Daimler Truck’s profit halves on US tariffs, weak North American demand

Summary

  • North American arm’s profit margin drops to 5.4% from ​14.4%
  • Full-year guidance confirmed
  • Flags first-quarter tariff impact of at least 100 million ‌euros
  • Order momentum suggests US market recovery

(Reuters) – Daimler Truck’s first‑quarter operating profit more than halved owing to historically weak demand and import tariffs in a North American market where volumes ​fell to a 16-year low, the company said on Wednesday.

Adjusted operating ​profit fell to 498 million euros ($584 million) from 1.08 billion euros ⁠a year earlier, reflecting a sharp slowdown in North America, the group’s largest ​and most profitable market.

The quarter for the first time showed full tariff effects ​at the group’s Trucks North America division, CFO Eva Scherer said.

The sales decline, import tariffs and adverse currency effects cost the North American arm 624 million euros in the quarter, ​the group said.

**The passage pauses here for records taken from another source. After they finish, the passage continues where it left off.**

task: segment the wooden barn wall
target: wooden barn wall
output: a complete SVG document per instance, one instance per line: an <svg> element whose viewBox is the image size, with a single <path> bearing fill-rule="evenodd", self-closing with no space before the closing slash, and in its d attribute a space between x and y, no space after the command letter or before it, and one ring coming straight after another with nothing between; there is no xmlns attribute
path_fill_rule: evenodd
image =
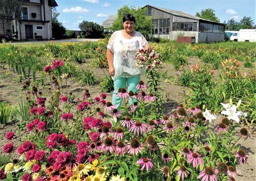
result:
<svg viewBox="0 0 256 181"><path fill-rule="evenodd" d="M152 19L165 19L165 18L171 18L172 15L160 11L157 9L153 8L151 11Z"/></svg>

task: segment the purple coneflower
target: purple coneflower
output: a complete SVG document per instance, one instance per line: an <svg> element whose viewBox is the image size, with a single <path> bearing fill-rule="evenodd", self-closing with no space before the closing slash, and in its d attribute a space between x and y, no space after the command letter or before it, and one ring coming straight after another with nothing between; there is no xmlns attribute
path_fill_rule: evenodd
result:
<svg viewBox="0 0 256 181"><path fill-rule="evenodd" d="M168 115L164 115L161 121L163 124L166 124L166 122L170 121L170 119L169 119Z"/></svg>
<svg viewBox="0 0 256 181"><path fill-rule="evenodd" d="M143 134L147 131L147 124L142 123L139 121L137 121L131 126L129 131L133 132L137 135Z"/></svg>
<svg viewBox="0 0 256 181"><path fill-rule="evenodd" d="M180 151L180 154L184 158L187 157L187 155L190 153L191 151L190 150L190 148L185 147L184 147L183 148L181 149L181 150Z"/></svg>
<svg viewBox="0 0 256 181"><path fill-rule="evenodd" d="M130 107L130 110L128 111L128 113L129 114L131 114L137 109L138 107L138 102L133 102L133 104L131 105L131 107Z"/></svg>
<svg viewBox="0 0 256 181"><path fill-rule="evenodd" d="M121 99L125 99L130 97L129 94L126 92L125 88L119 88L116 96Z"/></svg>
<svg viewBox="0 0 256 181"><path fill-rule="evenodd" d="M198 153L194 152L191 152L187 155L187 163L192 163L193 167L196 167L198 164L200 165L203 165L203 160L201 158L201 156Z"/></svg>
<svg viewBox="0 0 256 181"><path fill-rule="evenodd" d="M162 156L162 160L166 164L170 160L170 157L167 153L165 153Z"/></svg>
<svg viewBox="0 0 256 181"><path fill-rule="evenodd" d="M238 151L236 152L235 156L237 157L239 162L243 164L247 162L248 157L246 155L246 153L243 150L239 150Z"/></svg>
<svg viewBox="0 0 256 181"><path fill-rule="evenodd" d="M156 126L156 124L154 120L150 120L148 124L148 130L151 130L153 128L153 126Z"/></svg>
<svg viewBox="0 0 256 181"><path fill-rule="evenodd" d="M242 128L239 131L239 135L245 138L245 140L248 138L249 133L248 130L245 128Z"/></svg>
<svg viewBox="0 0 256 181"><path fill-rule="evenodd" d="M113 145L114 141L113 139L111 138L107 137L104 140L102 149L105 152L108 151L110 153L112 153L115 149Z"/></svg>
<svg viewBox="0 0 256 181"><path fill-rule="evenodd" d="M148 171L154 167L154 165L151 162L151 159L148 158L140 158L138 161L137 161L137 163L139 165L142 165L141 170L143 170L145 168L146 170Z"/></svg>
<svg viewBox="0 0 256 181"><path fill-rule="evenodd" d="M202 178L202 181L217 181L217 169L213 169L211 167L206 166L197 176L197 178Z"/></svg>
<svg viewBox="0 0 256 181"><path fill-rule="evenodd" d="M178 174L180 178L182 178L182 181L184 180L184 178L187 178L190 174L190 172L186 169L186 167L182 165L178 170Z"/></svg>
<svg viewBox="0 0 256 181"><path fill-rule="evenodd" d="M124 131L121 127L118 127L115 130L115 132L114 134L114 138L118 140L122 139L124 137Z"/></svg>
<svg viewBox="0 0 256 181"><path fill-rule="evenodd" d="M186 110L183 106L180 106L177 109L177 115L179 118L184 118L186 115Z"/></svg>
<svg viewBox="0 0 256 181"><path fill-rule="evenodd" d="M191 127L191 126L195 127L197 126L197 124L194 122L194 118L192 117L189 117L187 121L186 121L185 123L185 126Z"/></svg>
<svg viewBox="0 0 256 181"><path fill-rule="evenodd" d="M127 146L128 153L137 155L141 151L141 146L142 144L137 139L135 138L132 139L131 143Z"/></svg>
<svg viewBox="0 0 256 181"><path fill-rule="evenodd" d="M156 126L159 126L160 125L162 125L163 123L163 121L160 119L155 119L154 120Z"/></svg>
<svg viewBox="0 0 256 181"><path fill-rule="evenodd" d="M130 128L131 127L131 125L134 124L134 122L133 120L131 119L131 118L127 116L125 118L125 119L121 121L121 126L125 126L127 127L128 129Z"/></svg>
<svg viewBox="0 0 256 181"><path fill-rule="evenodd" d="M229 166L228 168L228 175L231 177L235 177L236 176L236 171L235 168L233 166Z"/></svg>
<svg viewBox="0 0 256 181"><path fill-rule="evenodd" d="M163 176L164 177L169 177L170 174L170 169L167 166L164 166L162 167L161 170L163 171Z"/></svg>
<svg viewBox="0 0 256 181"><path fill-rule="evenodd" d="M110 102L107 102L105 109L106 111L111 112L113 111L113 109L117 108L117 107L116 106L112 105L112 104Z"/></svg>
<svg viewBox="0 0 256 181"><path fill-rule="evenodd" d="M152 135L149 135L146 139L148 146L150 150L156 151L159 147L156 143L156 139Z"/></svg>
<svg viewBox="0 0 256 181"><path fill-rule="evenodd" d="M190 108L188 109L187 109L187 113L188 114L192 114L193 115L197 115L197 114L199 112L201 112L201 110L199 108L194 107Z"/></svg>
<svg viewBox="0 0 256 181"><path fill-rule="evenodd" d="M222 122L220 123L218 126L217 126L216 128L215 128L218 133L221 132L226 132L227 131L227 126Z"/></svg>
<svg viewBox="0 0 256 181"><path fill-rule="evenodd" d="M124 156L126 152L126 147L124 143L122 141L119 141L115 147L115 153L119 156Z"/></svg>
<svg viewBox="0 0 256 181"><path fill-rule="evenodd" d="M148 88L148 86L144 83L144 82L142 80L140 80L139 82L139 84L136 86L136 89L145 89Z"/></svg>
<svg viewBox="0 0 256 181"><path fill-rule="evenodd" d="M167 131L167 132L171 133L173 132L177 128L176 125L173 125L172 122L169 122L166 124L166 125L163 126L163 129Z"/></svg>
<svg viewBox="0 0 256 181"><path fill-rule="evenodd" d="M111 112L111 115L113 118L117 118L121 114L120 111L118 111L117 109L113 109Z"/></svg>
<svg viewBox="0 0 256 181"><path fill-rule="evenodd" d="M147 93L143 91L142 90L138 94L137 98L138 98L138 100L140 101L144 101L146 99L147 96Z"/></svg>
<svg viewBox="0 0 256 181"><path fill-rule="evenodd" d="M145 100L149 102L154 102L157 99L157 98L155 96L154 93L150 93L147 95L145 98Z"/></svg>

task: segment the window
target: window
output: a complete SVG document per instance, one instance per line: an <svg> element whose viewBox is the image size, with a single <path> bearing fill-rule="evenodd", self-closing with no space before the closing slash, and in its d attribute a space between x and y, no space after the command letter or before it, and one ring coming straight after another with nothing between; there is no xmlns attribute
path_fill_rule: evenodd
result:
<svg viewBox="0 0 256 181"><path fill-rule="evenodd" d="M193 23L192 31L197 31L197 23Z"/></svg>
<svg viewBox="0 0 256 181"><path fill-rule="evenodd" d="M152 15L152 8L148 8L148 16L151 16Z"/></svg>
<svg viewBox="0 0 256 181"><path fill-rule="evenodd" d="M14 28L14 25L13 25L11 26L11 28L12 28L12 30L13 30L13 34L15 34L15 29Z"/></svg>
<svg viewBox="0 0 256 181"><path fill-rule="evenodd" d="M43 30L44 27L43 26L35 26L35 30Z"/></svg>
<svg viewBox="0 0 256 181"><path fill-rule="evenodd" d="M22 7L21 9L21 19L28 20L28 7Z"/></svg>

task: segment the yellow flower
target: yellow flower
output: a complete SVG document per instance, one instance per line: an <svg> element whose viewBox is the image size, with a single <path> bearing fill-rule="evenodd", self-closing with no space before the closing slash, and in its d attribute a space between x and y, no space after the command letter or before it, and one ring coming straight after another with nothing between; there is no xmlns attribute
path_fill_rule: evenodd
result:
<svg viewBox="0 0 256 181"><path fill-rule="evenodd" d="M92 181L105 181L106 179L103 175L95 174L92 178Z"/></svg>
<svg viewBox="0 0 256 181"><path fill-rule="evenodd" d="M116 176L112 176L109 181L125 181L125 178L120 178L120 176L117 174Z"/></svg>
<svg viewBox="0 0 256 181"><path fill-rule="evenodd" d="M14 167L13 163L9 163L9 164L7 164L7 165L6 165L5 167L4 167L4 172L5 173L9 173L9 172L11 172L13 170L13 167Z"/></svg>
<svg viewBox="0 0 256 181"><path fill-rule="evenodd" d="M89 176L86 178L84 178L83 181L92 181L92 179L93 178L93 176Z"/></svg>
<svg viewBox="0 0 256 181"><path fill-rule="evenodd" d="M78 177L81 177L84 174L88 174L90 168L89 165L79 164L75 169L74 174Z"/></svg>
<svg viewBox="0 0 256 181"><path fill-rule="evenodd" d="M100 166L96 169L96 174L99 176L104 175L107 167L105 166Z"/></svg>
<svg viewBox="0 0 256 181"><path fill-rule="evenodd" d="M32 166L35 164L35 161L32 160L27 162L24 165L24 170L26 172L32 173Z"/></svg>
<svg viewBox="0 0 256 181"><path fill-rule="evenodd" d="M92 167L91 170L94 170L95 167L98 164L99 161L97 159L95 159L92 163L92 164L90 164L89 165Z"/></svg>
<svg viewBox="0 0 256 181"><path fill-rule="evenodd" d="M36 180L41 175L39 173L34 173L33 176L32 176L32 179L33 179L33 180Z"/></svg>

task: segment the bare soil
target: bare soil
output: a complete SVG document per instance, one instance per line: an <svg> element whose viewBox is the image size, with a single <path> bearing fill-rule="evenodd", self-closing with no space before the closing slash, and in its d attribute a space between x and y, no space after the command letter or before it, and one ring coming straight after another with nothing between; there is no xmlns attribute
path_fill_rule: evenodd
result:
<svg viewBox="0 0 256 181"><path fill-rule="evenodd" d="M196 57L191 57L188 61L188 66L185 67L185 69L190 68L192 65L199 62L199 60ZM81 68L87 67L89 63L89 60L87 62L81 65ZM255 66L255 63L254 63ZM243 70L249 72L250 69L243 68ZM163 64L161 72L162 73L167 71L167 76L166 80L162 80L161 87L163 89L163 95L164 99L167 100L164 104L166 113L172 113L174 109L176 108L179 104L182 102L183 95L186 94L189 89L178 85L176 83L178 75L181 73L180 72L176 72L172 66L168 64ZM94 74L96 77L100 79L104 77L104 73L101 69L95 69L94 70ZM107 73L106 72L106 73ZM216 70L215 77L218 76L218 70ZM144 76L142 76L142 79L145 81ZM0 69L0 101L4 101L11 105L16 104L20 102L21 96L24 95L24 92L22 90L23 82L17 81L17 75L13 73L8 69ZM92 97L99 95L100 92L100 88L99 84L88 86L78 84L78 80L72 79L68 80L68 92L72 92L74 94L77 95L78 97L82 98L83 92L86 89L89 90ZM63 92L65 92L65 85L64 82L62 83ZM44 90L40 90L44 91ZM108 99L111 98L111 93L108 93ZM18 131L17 122L11 122L7 125L3 126L0 125L0 147L5 144L7 141L5 139L5 134L8 132L12 130L16 132ZM17 148L21 141L21 138L26 133L22 132L16 134L16 138L14 140L14 145ZM255 133L251 133L251 138L247 140L240 139L238 144L241 148L245 149L247 154L249 156L248 163L246 164L238 165L237 167L237 172L239 174L236 177L237 180L240 181L254 181L256 180L256 135ZM3 154L2 149L0 150L0 154ZM11 157L16 157L16 153L11 153L9 155Z"/></svg>

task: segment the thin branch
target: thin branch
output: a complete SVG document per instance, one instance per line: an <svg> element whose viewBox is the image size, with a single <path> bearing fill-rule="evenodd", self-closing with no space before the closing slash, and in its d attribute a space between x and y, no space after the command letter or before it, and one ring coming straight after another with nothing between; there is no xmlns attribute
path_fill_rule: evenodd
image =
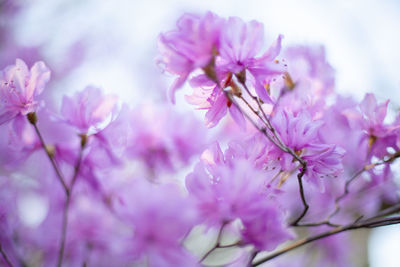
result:
<svg viewBox="0 0 400 267"><path fill-rule="evenodd" d="M28 113L27 115L28 121L33 125L33 127L35 128L35 132L36 135L39 137L40 140L40 144L42 145L42 148L44 149L44 151L46 152L47 157L49 158L51 165L53 166L54 171L56 172L56 176L58 178L58 180L60 181L65 194L68 195L69 194L69 190L68 190L68 186L65 183L65 179L64 176L62 175L55 159L54 159L54 155L50 152L50 150L48 149L48 147L46 146L46 143L43 139L42 134L39 131L39 128L37 127L37 115L36 113L32 112L32 113Z"/></svg>
<svg viewBox="0 0 400 267"><path fill-rule="evenodd" d="M339 206L339 202L344 199L349 193L349 187L350 184L358 177L360 176L364 171L368 171L371 170L373 168L375 168L376 166L382 165L382 164L386 164L386 163L392 163L394 160L396 160L397 158L400 157L400 150L396 151L395 153L391 154L388 156L388 158L376 162L376 163L371 163L371 164L367 164L364 167L362 167L360 170L358 170L356 173L353 174L353 176L346 181L345 183L345 187L344 187L344 192L338 196L335 199L335 210L323 221L321 222L316 222L316 223L308 223L308 224L297 224L297 225L293 225L293 226L321 226L321 225L328 225L328 226L338 226L337 224L333 224L330 222L330 219L335 216L339 211L340 211L340 206ZM378 213L374 218L378 218L378 217L382 217L382 216L387 216L391 213L400 211L400 204L399 206L394 206L391 207L391 209L387 210L387 211L382 211L381 213ZM380 215L379 215L380 214Z"/></svg>
<svg viewBox="0 0 400 267"><path fill-rule="evenodd" d="M331 229L329 231L323 232L321 234L317 234L314 236L310 236L304 239L300 239L293 244L290 244L289 246L280 249L262 259L257 260L252 264L252 266L258 266L264 262L267 262L269 260L272 260L273 258L276 258L284 253L287 253L291 250L294 250L298 247L304 246L308 243L311 243L313 241L332 236L341 232L349 231L349 230L355 230L355 229L360 229L360 228L376 228L376 227L381 227L381 226L386 226L386 225L393 225L393 224L398 224L400 223L400 217L392 217L392 218L384 218L384 219L379 219L379 220L365 220L361 221L358 223L352 223L346 226L339 226L334 229Z"/></svg>
<svg viewBox="0 0 400 267"><path fill-rule="evenodd" d="M61 267L62 262L63 262L64 251L65 251L65 241L67 239L68 213L69 213L69 207L71 204L72 189L73 189L76 179L78 178L78 175L79 175L79 170L80 170L80 166L81 166L82 158L83 158L83 150L86 146L86 141L87 141L87 136L81 135L81 146L80 146L80 150L79 150L79 156L78 156L78 159L74 166L74 174L73 174L73 177L71 180L71 184L68 187L69 193L67 194L67 198L65 200L65 207L64 207L62 226L61 226L62 228L61 228L60 249L58 251L58 257L57 257L57 266L58 267Z"/></svg>
<svg viewBox="0 0 400 267"><path fill-rule="evenodd" d="M301 201L303 203L303 211L300 214L300 216L295 219L295 221L292 223L293 226L296 226L301 219L304 218L304 216L307 214L307 211L309 209L309 205L307 204L305 195L304 195L304 187L303 187L303 176L307 170L307 162L305 160L303 160L299 155L296 154L296 152L293 151L293 149L291 149L290 147L286 146L286 144L282 141L282 138L279 136L279 134L277 133L276 129L273 127L271 121L269 120L269 117L267 116L267 114L264 112L264 109L262 108L262 105L259 101L259 99L254 96L251 92L250 89L247 87L246 85L246 81L244 78L244 75L242 76L238 76L237 78L239 80L239 82L242 84L243 88L246 90L247 94L257 103L258 106L258 111L254 110L251 105L249 103L247 103L247 101L241 96L240 99L242 99L242 101L244 101L247 106L250 108L250 110L261 119L261 121L263 121L268 129L272 132L273 136L276 138L277 142L273 142L278 148L280 148L283 152L289 153L294 159L296 159L301 165L301 171L300 173L297 175L297 181L299 183L299 192L300 192L300 197L301 197ZM240 107L238 107L240 108ZM260 112L262 113L262 117L260 116ZM273 138L269 138L270 140L273 140Z"/></svg>
<svg viewBox="0 0 400 267"><path fill-rule="evenodd" d="M3 250L1 244L0 244L0 254L3 256L4 261L7 263L9 267L14 267L14 265L11 263L10 259L7 257L7 254Z"/></svg>

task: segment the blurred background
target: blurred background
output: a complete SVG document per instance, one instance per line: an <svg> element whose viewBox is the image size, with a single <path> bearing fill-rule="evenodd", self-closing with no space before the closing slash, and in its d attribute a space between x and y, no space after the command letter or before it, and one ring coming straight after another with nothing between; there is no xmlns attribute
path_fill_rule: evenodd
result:
<svg viewBox="0 0 400 267"><path fill-rule="evenodd" d="M157 38L184 12L211 10L264 23L269 43L323 44L337 90L400 104L398 0L0 0L0 68L24 59L52 70L55 99L92 84L133 105L165 101ZM178 93L178 109L192 110ZM372 232L369 266L399 266L400 226Z"/></svg>

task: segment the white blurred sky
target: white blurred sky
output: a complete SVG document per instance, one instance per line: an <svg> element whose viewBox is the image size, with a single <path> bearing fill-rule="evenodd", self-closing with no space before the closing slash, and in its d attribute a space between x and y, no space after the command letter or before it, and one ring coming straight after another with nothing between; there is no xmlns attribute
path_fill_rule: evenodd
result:
<svg viewBox="0 0 400 267"><path fill-rule="evenodd" d="M158 34L172 29L184 12L211 10L263 22L267 42L282 33L284 45L324 44L340 92L357 99L374 92L380 100L390 98L400 104L399 0L22 2L27 8L15 20L16 37L22 44L44 44L53 64L61 64L62 51L74 41L84 39L89 44L84 64L55 85L60 93L95 84L133 103L164 95L166 84L155 66ZM399 266L399 227L391 229L397 229L396 234L384 235L384 229L374 234L372 267L389 266L382 265L384 258ZM386 243L391 250L380 245Z"/></svg>

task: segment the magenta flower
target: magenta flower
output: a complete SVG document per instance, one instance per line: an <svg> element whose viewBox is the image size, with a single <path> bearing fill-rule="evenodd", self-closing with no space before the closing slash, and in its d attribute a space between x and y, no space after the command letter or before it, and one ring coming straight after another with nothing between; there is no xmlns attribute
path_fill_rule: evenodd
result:
<svg viewBox="0 0 400 267"><path fill-rule="evenodd" d="M0 124L18 115L35 112L37 97L50 79L50 70L39 61L29 70L21 59L0 72Z"/></svg>
<svg viewBox="0 0 400 267"><path fill-rule="evenodd" d="M170 89L175 102L175 91L183 86L196 68L207 66L218 51L223 20L208 12L203 17L184 14L177 22L177 30L160 35L159 63L171 74L178 75Z"/></svg>
<svg viewBox="0 0 400 267"><path fill-rule="evenodd" d="M86 87L73 97L64 96L61 115L63 120L82 134L98 132L116 110L117 97L103 95L101 90Z"/></svg>
<svg viewBox="0 0 400 267"><path fill-rule="evenodd" d="M199 78L205 78L205 76L201 75L200 77L195 77L194 79ZM197 84L195 81L192 82L192 80L190 81L192 86ZM208 82L205 84L207 83ZM205 125L207 128L215 127L228 111L232 119L241 128L245 128L246 122L243 114L215 84L213 84L212 87L201 86L199 88L195 88L192 95L186 96L186 100L190 104L197 105L198 109L207 110L205 116Z"/></svg>
<svg viewBox="0 0 400 267"><path fill-rule="evenodd" d="M218 68L239 74L248 71L258 96L264 102L272 102L264 81L273 75L283 73L284 68L274 60L281 50L280 35L276 42L257 57L263 45L264 27L257 21L245 23L240 18L231 17L225 23L220 43Z"/></svg>
<svg viewBox="0 0 400 267"><path fill-rule="evenodd" d="M176 171L204 149L205 128L189 114L148 104L133 110L129 120L127 155L144 163L153 174Z"/></svg>

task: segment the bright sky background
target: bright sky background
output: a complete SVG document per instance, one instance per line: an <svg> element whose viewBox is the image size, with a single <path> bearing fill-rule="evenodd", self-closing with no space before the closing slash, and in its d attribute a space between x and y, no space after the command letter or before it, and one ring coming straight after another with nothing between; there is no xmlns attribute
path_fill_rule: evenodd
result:
<svg viewBox="0 0 400 267"><path fill-rule="evenodd" d="M172 29L184 12L211 10L221 16L263 22L267 43L282 33L284 45L324 44L337 71L340 92L357 99L374 92L380 100L390 98L396 107L400 104L398 0L23 2L27 8L16 19L16 37L22 44L44 44L46 60L61 64L61 55L69 45L82 39L88 43L84 64L62 86L55 85L60 95L95 84L132 103L162 98L165 78L155 65L158 34ZM374 232L371 267L399 266L399 229L395 226L390 231Z"/></svg>

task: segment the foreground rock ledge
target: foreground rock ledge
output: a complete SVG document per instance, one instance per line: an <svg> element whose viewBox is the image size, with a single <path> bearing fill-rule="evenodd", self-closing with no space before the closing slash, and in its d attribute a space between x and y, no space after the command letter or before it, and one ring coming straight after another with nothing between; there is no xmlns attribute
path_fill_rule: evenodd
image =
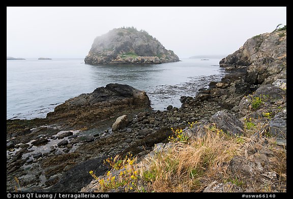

Scherer added that the tariff impact alone amounted to at least ​100 million euros in the first quarter.

Adjusted return on sales in North America fell to ‌5.4% ⁠from 14.4% in the same period last year.

Despite the weak start to the year, Daimler Truck struck a more upbeat tone on demand. Scherer said North American sales in the second quarter were expected to be about 50% higher ​than the first ​three months of ⁠2026, with profitability at the upper end of the group’s confirmed full‑year guidance.

The North American division’s order intake increased by 86% ​in the quarter, chiming with comments from rivals Traton and Volvo.

While ​the company ⁠has so far registered only a limited impact from the war in the Middle East, prolonged high oil prices could weigh on demand, Scherer said.

Daimler Truck CEO ⁠Karin ​Radstrom added that higher diesel prices were not ​directly accelerating adoption of zero‑emission trucks, citing charging and refuelling infrastructure as a key bottleneck.